Deep Learning By Example
上QQ阅读APP看书,第一时间看更新

Titanic example revisited

In this section, we are going to go through the Titanic example again but from a different perspective while using the feature engineering tool. In case you skipped Chapter 2, Data Modeling in Action - The Titanic Example, the Titanic example is a Kaggle competition with the purpose of predicting weather a specific passenger survived or not.

During this revisit of the Titanic example, we are going to use the scikit-learn and pandas libraries. So first off, let's start by reading the train and test sets and get some statistics about the data:

# reading the train and test sets using pandas
train_data = pd.read_csv('data/train.csv', header=0)
test_data = pd.read_csv('data/test.csv', header=0)

# concatenate the train and test set together for doing the overall feature engineering stuff
df_titanic_data = pd.concat([train_data, test_data])

# removing duplicate indices due to coming the train and test set by re-indexing the data
df_titanic_data.reset_index(inplace=True)

# removing the index column the reset_index() function generates
df_titanic_data.drop('index', axis=1, inplace=True)

# index the columns to be 1-based index
df_titanic_data = df_titanic_data.reindex_axis(train_data.columns, axis=1)

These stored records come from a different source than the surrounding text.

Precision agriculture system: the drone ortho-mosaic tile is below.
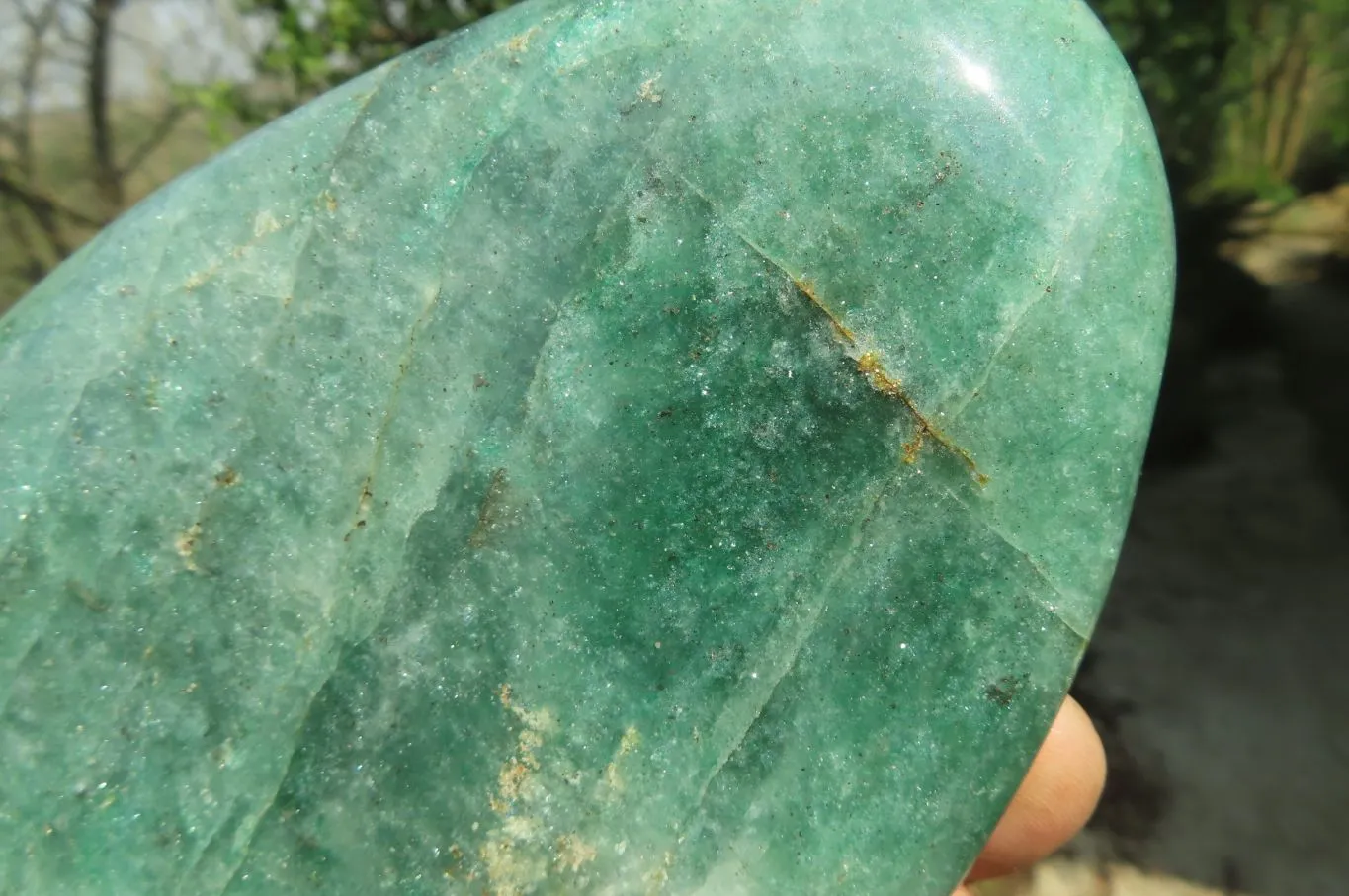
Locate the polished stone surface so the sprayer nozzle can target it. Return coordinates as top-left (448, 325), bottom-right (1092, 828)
top-left (0, 0), bottom-right (1172, 896)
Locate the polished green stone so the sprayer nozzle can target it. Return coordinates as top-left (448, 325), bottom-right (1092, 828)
top-left (0, 0), bottom-right (1172, 896)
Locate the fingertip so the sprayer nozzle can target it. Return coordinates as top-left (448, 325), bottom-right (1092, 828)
top-left (970, 697), bottom-right (1105, 880)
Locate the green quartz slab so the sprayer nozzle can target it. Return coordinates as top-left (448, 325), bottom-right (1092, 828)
top-left (0, 0), bottom-right (1172, 896)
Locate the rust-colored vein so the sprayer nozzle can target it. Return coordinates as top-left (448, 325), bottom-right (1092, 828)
top-left (792, 277), bottom-right (989, 486)
top-left (792, 277), bottom-right (857, 348)
top-left (468, 467), bottom-right (506, 549)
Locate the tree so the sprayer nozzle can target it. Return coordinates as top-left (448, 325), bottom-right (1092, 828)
top-left (0, 0), bottom-right (231, 304)
top-left (252, 0), bottom-right (515, 99)
top-left (1093, 0), bottom-right (1349, 200)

We need to point out a few things about the preceding code snippet:

  • As shown, we have used the concat function of pandas to combine the data frames of the train and test sets. This is useful for the feature engineering task as we need a full view of the distribution of the input variables/features.
  • After combining both data frames, we need to do some modifications to the output data frame.